The firm name is a strong but not exact match. Hedged language is used. Always click through to the official source to verify before taking any action.

Attribution allowed: No — hedged language used. Never attributed as a confirmed company event.

Possible

Possible

A partial or low-confidence match. Shown as a category-level signal only. Not attributed to a specific company.

Attribution allowed: No — hedged language used. Never attributed as a confirmed company event.

A lower-confidence match is never worded as a confirmed company event. When uncertain, we do not attribute.

5. How AI summaries are generated

AI assists with summarizing retrieved source material — it does not generate or invent facts.

The model only ever sees records that were actually retrieved from the source APIs.
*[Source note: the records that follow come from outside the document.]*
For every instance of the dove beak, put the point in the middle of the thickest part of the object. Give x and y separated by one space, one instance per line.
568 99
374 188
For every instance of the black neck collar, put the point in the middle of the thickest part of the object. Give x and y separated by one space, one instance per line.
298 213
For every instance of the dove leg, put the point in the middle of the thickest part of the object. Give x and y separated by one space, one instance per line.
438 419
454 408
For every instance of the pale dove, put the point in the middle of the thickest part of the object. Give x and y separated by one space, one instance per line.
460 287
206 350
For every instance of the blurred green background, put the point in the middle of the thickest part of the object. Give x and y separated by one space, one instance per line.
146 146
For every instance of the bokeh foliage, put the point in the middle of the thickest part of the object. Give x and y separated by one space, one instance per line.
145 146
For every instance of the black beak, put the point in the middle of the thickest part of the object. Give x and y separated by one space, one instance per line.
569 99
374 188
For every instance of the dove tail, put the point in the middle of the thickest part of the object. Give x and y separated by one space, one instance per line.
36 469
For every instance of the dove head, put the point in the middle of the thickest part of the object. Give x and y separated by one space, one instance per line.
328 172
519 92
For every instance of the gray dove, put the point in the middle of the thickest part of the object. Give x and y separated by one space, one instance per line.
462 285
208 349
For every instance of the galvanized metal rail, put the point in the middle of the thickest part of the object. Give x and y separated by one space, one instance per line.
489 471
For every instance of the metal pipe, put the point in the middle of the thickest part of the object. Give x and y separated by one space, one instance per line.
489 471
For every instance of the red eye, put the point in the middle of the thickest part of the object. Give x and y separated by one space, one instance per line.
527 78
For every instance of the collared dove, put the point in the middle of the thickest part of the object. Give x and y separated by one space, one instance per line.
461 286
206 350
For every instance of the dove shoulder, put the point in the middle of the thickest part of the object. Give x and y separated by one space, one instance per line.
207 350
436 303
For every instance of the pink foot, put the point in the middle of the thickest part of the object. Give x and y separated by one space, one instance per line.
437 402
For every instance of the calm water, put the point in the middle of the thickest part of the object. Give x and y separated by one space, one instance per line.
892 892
It may not add, infer, or speculate any fact, number, date, or claim not present verbatim in those records.

A verification step checks that every proper noun, recall number, and company name in the output is present verbatim in the retrieved inputs. Outputs that fail verification are dropped, not shown.

AI assists with summarizing retrieved source material. Digest items are designed to be source-grounded and include direct links to the underlying records or articles used.

6. Quiet-week fill ladder

When there are no direct hits for your company in a given week, the digest follows a structured fill order:

  1. 1

    If your company has confirmed recall hits in the past 7 days — show them.

  2. 2

    If not, expand to 30-day watchlist context for your company.

  3. 3

    If still quiet, show category-level recall and public health alert signals.

  4. 4

    Also include any competitor signals and news mentions from the period.

  5. 5

    Result: every digest contains meaningful intelligence, even in quiet weeks.

You never receive a blank digest.

7. Limitations

  • Automated matching may miss records (false negatives) or surface incorrect associations (false positives). Always verify by clicking through to the official source.

  • openFDA data typically lags the official FDA announcement by a few days to one week.

  • GDELT news signals cover a large volume of sources and may include articles of varying quality. News signals are labeled separately from government records.

  • USPTO trademark monitoring is not currently available. We evaluated it and found no verified, official public USPTO trademark search API to build on — we do not fabricate or estimate trademark data, so none is shown until a verified source exists.

  • We do not cover state-level recalls, import alerts, or enforcement actions not published to the monitored federal APIs.

8. Corrections and contact

If you believe a digest item is incorrectly attributed or contains an error, contact us at support@fdarecallradar.com. We review all correction requests and correct the record as appropriate.

9. Government affiliation disclaimer

FDA Recall Radar is an independent product that monitors public source records and food-industry signals. It is not affiliated with, endorsed by, sponsored by, or approved by the FDA, USDA, FSIS, USPTO, or any other government agency.

FDA Recall Radar is an independent product that monitors public source records and food-industry signals. It is not affiliated with, endorsed by, sponsored by, or approved by the FDA, USDA, FSIS, USPTO, or any other government agency.